BEIJING airport's new Terminal 3, at twice the size of the Pentagon, is the largest building in the world.
Adorned with the colours of imperial China and a roof that evokes the scales of a dragon, the massive glass and steel-sheathed structure, designed by British architect Norman Foster, cost $3.8bn (£1.9bn) and can handle more than 50 million passenger
s a year. The developers call it the "most advanced airport building in the world" and say it was completed in less than four years, a timetable some believed impossible.
It opened in late February with little fanfare, but also without the kind of glitches that plagued Heathrow's £4.3bn Terminal 5, a project that took six years to complete.
This is the image China would like to project as it hosts the Olympic Games this summer – a confident rising power constructing dazzling monuments to its rapid progress and its audacious ambition.
While much of the world has focused on protests trailing the Olympic torch, China's poor human rights record, its pollution, product safety and child labour scandals, workers here have been putting the finishing touches on one of the biggest building programmes the world has ever seen.
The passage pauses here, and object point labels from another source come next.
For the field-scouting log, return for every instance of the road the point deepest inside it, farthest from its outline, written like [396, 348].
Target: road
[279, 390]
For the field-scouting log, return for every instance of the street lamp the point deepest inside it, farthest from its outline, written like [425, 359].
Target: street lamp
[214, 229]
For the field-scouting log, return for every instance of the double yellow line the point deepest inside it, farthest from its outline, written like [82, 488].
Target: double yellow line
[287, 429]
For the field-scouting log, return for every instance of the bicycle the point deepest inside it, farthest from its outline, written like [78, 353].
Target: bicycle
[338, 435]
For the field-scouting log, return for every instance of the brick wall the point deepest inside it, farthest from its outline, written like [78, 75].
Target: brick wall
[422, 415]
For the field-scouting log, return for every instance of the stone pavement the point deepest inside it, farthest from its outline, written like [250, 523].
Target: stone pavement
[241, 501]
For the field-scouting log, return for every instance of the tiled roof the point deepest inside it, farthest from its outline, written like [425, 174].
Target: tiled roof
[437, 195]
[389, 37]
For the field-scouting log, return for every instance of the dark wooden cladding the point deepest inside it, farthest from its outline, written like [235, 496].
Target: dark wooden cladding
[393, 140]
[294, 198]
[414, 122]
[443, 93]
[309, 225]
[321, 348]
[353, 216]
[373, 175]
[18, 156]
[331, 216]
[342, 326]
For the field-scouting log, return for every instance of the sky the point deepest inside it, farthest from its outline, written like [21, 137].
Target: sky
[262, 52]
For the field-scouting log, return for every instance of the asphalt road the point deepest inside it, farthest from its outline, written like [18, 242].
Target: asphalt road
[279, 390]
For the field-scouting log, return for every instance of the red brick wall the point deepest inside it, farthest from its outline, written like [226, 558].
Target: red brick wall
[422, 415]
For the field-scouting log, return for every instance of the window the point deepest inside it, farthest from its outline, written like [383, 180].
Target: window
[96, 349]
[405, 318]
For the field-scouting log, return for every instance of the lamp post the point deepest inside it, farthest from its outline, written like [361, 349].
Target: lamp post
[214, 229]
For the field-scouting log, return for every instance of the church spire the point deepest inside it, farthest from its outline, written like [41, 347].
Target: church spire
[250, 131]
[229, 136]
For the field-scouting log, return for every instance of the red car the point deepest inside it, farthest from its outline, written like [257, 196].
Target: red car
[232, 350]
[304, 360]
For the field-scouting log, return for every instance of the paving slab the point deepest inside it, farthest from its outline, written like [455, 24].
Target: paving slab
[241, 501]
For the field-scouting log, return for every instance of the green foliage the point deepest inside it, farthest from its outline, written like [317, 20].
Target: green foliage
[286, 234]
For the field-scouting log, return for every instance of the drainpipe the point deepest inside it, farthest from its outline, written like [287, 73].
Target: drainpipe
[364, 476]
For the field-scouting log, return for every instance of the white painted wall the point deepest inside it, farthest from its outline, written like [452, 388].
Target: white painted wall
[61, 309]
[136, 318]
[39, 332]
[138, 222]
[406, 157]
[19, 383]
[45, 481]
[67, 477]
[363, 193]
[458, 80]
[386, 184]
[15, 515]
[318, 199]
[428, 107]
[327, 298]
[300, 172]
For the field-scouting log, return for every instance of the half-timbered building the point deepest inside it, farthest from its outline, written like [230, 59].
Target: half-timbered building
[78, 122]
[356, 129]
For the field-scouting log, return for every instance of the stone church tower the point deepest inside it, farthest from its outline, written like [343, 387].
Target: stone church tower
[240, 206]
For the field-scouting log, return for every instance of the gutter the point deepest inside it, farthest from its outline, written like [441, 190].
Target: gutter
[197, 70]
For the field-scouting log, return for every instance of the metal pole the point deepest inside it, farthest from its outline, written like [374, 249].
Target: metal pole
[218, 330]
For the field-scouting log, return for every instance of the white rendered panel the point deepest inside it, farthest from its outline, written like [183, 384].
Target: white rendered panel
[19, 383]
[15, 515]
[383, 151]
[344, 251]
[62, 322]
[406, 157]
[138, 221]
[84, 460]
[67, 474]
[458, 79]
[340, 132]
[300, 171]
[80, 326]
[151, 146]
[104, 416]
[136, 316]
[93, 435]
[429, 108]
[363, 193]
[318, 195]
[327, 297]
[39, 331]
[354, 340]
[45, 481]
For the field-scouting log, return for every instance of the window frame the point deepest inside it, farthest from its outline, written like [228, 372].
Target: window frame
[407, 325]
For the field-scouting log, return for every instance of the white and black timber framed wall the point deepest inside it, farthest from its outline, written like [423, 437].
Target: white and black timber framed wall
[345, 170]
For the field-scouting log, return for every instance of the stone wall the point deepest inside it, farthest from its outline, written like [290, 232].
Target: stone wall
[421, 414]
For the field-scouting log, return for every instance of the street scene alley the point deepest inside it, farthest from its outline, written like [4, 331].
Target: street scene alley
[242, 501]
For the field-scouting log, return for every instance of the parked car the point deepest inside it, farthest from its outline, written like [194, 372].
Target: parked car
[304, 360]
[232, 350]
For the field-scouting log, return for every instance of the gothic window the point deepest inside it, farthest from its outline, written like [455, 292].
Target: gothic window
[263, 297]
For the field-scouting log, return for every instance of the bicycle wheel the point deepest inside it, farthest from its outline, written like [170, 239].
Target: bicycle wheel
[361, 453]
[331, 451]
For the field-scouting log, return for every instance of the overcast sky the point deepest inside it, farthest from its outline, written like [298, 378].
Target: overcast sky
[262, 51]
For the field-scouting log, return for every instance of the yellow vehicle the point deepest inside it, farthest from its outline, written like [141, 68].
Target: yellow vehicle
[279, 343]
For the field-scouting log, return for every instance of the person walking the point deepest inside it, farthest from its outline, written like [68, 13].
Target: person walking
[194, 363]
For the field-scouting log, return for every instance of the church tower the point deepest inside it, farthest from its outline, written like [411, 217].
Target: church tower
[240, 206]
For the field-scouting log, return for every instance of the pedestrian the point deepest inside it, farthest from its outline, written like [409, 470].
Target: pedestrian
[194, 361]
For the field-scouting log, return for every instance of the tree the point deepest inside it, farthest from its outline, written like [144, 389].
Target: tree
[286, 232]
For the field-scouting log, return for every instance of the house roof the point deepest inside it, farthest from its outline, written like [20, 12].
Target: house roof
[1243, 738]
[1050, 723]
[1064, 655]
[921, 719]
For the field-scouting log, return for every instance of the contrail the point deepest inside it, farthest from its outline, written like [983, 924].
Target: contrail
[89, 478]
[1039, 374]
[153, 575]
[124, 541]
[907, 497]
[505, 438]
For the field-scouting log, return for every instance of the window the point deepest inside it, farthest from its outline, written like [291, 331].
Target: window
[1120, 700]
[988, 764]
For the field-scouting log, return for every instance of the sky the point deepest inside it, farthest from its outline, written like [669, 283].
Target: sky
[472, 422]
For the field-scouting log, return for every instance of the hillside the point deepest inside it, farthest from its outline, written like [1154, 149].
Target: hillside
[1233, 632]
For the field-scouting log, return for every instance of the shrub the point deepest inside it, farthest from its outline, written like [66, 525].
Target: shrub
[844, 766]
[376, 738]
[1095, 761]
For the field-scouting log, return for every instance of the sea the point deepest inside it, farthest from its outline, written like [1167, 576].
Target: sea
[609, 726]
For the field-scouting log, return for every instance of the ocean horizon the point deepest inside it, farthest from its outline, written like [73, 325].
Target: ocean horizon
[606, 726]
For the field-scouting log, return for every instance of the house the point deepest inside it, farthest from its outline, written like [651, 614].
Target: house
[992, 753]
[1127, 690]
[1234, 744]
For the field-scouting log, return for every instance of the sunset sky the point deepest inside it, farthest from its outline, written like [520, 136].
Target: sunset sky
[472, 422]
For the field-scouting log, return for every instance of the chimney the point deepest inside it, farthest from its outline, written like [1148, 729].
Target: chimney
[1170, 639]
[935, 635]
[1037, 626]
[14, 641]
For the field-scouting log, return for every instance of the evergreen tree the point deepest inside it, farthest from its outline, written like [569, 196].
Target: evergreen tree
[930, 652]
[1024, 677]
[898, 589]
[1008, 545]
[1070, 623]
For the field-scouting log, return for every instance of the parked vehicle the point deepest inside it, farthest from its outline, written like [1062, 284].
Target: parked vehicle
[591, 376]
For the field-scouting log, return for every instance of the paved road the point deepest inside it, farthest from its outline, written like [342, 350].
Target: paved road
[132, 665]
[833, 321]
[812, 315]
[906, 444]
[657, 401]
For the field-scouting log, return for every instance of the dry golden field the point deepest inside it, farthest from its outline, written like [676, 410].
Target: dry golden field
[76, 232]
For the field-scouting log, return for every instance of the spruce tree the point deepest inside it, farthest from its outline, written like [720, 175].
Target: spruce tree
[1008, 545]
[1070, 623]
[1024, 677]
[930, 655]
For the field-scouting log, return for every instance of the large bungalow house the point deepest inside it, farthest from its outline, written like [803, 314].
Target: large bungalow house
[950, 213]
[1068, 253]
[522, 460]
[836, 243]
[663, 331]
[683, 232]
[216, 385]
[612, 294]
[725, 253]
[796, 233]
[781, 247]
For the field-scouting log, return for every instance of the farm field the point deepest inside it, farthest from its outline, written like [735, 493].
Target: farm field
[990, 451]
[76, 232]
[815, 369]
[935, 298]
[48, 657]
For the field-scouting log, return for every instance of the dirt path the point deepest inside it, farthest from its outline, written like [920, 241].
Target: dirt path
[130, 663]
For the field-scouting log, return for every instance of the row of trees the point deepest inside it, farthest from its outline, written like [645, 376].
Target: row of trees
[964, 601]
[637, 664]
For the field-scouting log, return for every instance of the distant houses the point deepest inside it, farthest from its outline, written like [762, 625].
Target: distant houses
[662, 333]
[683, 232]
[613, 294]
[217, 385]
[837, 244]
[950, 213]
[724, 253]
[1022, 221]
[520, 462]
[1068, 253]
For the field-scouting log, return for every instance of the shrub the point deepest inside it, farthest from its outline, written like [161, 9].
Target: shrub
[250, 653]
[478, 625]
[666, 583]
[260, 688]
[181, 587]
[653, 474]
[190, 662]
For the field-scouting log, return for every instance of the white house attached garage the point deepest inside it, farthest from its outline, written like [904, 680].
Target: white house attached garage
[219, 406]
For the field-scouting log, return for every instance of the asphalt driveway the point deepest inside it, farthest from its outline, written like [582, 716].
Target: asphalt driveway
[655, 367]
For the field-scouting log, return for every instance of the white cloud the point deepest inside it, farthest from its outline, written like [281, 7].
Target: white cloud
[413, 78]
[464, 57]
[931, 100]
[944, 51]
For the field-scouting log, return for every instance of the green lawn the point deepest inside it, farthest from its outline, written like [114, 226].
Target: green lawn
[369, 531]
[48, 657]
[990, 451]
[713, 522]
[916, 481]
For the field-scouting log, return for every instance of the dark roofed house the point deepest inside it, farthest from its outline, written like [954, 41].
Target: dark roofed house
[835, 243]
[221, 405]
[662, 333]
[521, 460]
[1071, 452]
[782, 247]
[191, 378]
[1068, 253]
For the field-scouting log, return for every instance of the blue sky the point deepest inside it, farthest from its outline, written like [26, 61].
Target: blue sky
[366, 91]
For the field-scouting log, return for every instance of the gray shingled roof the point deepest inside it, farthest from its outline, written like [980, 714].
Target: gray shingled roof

Beijing hopes to overcome these negatives, and the dark sides of its roaring economy, by emphasising its ability to upgrade and modernise, at least when it comes to buildings and infrastructure.
The main Olympic stadium, nicknamed the Bird's Nest, is already admired for its striking appearance and its use of an steel mesh exterior. The nearby National Aquatics Centre, known as the Water Cube, is a translucent blue bubble that glows in the dark. And east of the main Olympic arenas, construction is winding down on the new headquarters of the country's main state television network, China Central Television, or CCTV. That $700m building, designed by Rem Koolhaas, consists of two interlocking Z-shaped towers that rise 767ft and may be the world's largest and most expensive media headquarters.
Beijing is determined to build its own architectural icons. "Beijing is a huge experimental site right now," says Zhu Wenyi, dean of the school of architecture at Tsinghua University. "This modern architecture is the identity of modern China."
But sometimes the sheer scale of the buildings overwhelms everything else. Thirty years after economic reforms began, this country has built a series of super structures that almost seem intended more for the Guinness World Records than cityscapes. China is home to the world's largest shopping mall, the longest sea-crossing bridge, the largest hydroelectric dam and the highest railway.
Late last year, Beijing opened what may be the world's largest performance hall, the a $400m National Centre for the Performing Arts.
For decades, the ruling Communist Party used huge building programmes to lure foreign investment and to create millions of jobs. But this new wave is different.
"This is just the start," said Ma Yansong, a 32-year-old architect who studied in the US and runs a practice in China. "The last 10 years we've had landmark buildings in Beijing and Shanghai. But now, the private developers are coming in, and second-tier cities want to develop."
In recent weeks, many Chinese have complained about what they say is Western media distortions about China and its role in Tibet, where riots broke out last month.
Indeed, behind the increasingly nationalistic counter-protests is a fear that China's Olympic moment is being overshadowed by critics and that the country's remarkable achievements are being ignored.
Many Chinese say that will change on August 8 – an auspicious date by traditional reckoning because 8 is a lucky number – as the world focuses on the Olympics and China's undeniable accomplishments.